Earl saw Frank scanning the crowd and made a contribution. “There’s Tommy over there at that table by the window.” The table was empty except for Janelle’s tall, lanky cousin. He ate steadily with his head lowered, as if to conserve the energy required to cover the distance from plate to mouth. His longish brown hair fell forward, practically dragging in the turkey gravy, and obscuring Frank’s view of his face. As he and Earl watched, another boy, this one wearing headphones connected to a small tape player, came up to the table and sat down. Tommy lifted his head briefly—the extent of his greeting—but the other kid was no friendlier, and sat silently, bobbing his head to a beat only he could hear.
“Kind of funny that no one’s going up to Tommy to ask about Janelle, don’t you think?” Frank asked. “And he wasn’t in any of the search groups yesterday.”
“He’s kind of shy. I don’t know him that well, but I don’t think he hangs around with the same kids Janelle does,” Earl explained. “Are we going to talk to her friends now?”
Frank looked again at the table of Janelle’s friends and found Craig staring at him. Craig quickly dropped his eyes, and none of the others seemed aware of Frank’s presence. “No, I think we’ll wait and try to catch up with them after school. I don’t want to make a big production out of this.” He concentrated on systematically folding his paper napkin into smaller and smaller squares. “Who coached the cheerleading squad?” he suddenly asked.
“Huh?”
“The cheerleading squad. Janelle was a cheerleader, right? Who’s the teacher in charge of that?”
“Oh. Miss Powell, I think.”
“Let’s go talk to her.”
They found Miss Powell in a tiny, glass-walled office off the gymnasium. Upon being introduced, she grasped Frank’s hand with a firmness that bordered on painful. Her palms were leathery and dry, but sm
ooth. Not the kind of girl you’d get a kick out of holding hands with.
It soon became clear that Miss Powell considered cheerleading very serious business indeed. Her squad had been about to compete in the state championship and now Janelle’s disappearance had knocked them out of the running. Her tone seemed to imply that she thought it very inconsiderate of Janelle to get herself abducted on the eve of this big event.
“She was the top of the pyramid,” Miss Powell said.
“The what?”
“When we formed a pyramid, Janelle was at the top. She was the lightest one. Aside from that, she was just an average athlete. In fact, she probably wouldn’t have made the cut except for her sparkle. She used to have loads of sparkle, and the judges do look for that.”
“Used to?” Frank noticed that people had begun speaking of Janelle as if she no longer existed, and he wondered if that’s what Miss Powell was doing.
But she wasn’t. “Janelle used to be brimming with enthusiasm when she cheered, but lately, it just wasn’t there. I used to say to her, ‘Janelle, we’re here in the gym. Where are you?’ Because she would just tune out. Go on autopilot.”
“When did you first notice this?”
“Well, let’s see. She was all right through football season. And even into the beginning of basketball. I think it was right after we lost that real close game in overtime to Lake George that she seemed to lose heart. We were all disappointed. There were only two games left after that, so I just let it slide. But she kept it up right into baseball season, so I had to speak to her about it.”
“What did she say? Did she offer any explanation?” Frank asked.

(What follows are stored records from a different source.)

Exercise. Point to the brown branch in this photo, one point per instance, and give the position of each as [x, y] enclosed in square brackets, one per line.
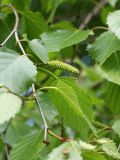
[93, 13]
[41, 112]
[58, 137]
[15, 32]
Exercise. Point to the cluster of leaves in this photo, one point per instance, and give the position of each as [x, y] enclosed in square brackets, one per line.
[76, 77]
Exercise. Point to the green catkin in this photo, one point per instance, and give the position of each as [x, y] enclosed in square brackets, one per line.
[63, 66]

“No. She just promised to do better. And at the games, she did. She seemed to be making a conscious effort. But like I said, at practice sometimes she just tuned out.”
“And that didn’t worry you? You didn’t try to find out what was the matter?”

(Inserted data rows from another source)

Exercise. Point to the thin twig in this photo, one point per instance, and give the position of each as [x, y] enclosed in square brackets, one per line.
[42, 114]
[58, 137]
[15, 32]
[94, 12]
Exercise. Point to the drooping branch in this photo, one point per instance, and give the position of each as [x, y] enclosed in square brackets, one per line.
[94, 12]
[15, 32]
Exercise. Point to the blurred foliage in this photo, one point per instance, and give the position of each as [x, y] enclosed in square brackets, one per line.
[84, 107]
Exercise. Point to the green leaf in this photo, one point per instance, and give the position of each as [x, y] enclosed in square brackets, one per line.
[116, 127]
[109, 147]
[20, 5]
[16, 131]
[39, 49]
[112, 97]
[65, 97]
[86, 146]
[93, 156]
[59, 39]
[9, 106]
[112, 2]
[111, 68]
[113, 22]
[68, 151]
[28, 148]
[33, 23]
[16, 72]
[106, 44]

Miss Powell seemed to grow larger in her chair as she placed her hands flat on the desk and leaned forward to glare at Frank. Earl tried to shrink himself in his seat. “Mr. Bennett, I’m their coach. My job is to push them to be the best that they can be. I can’t do that if I’m forever letting them cry on my shoulder about some silly fight they’ve had with their boyfriend, or some squabble they had with their parents about their prom dress.”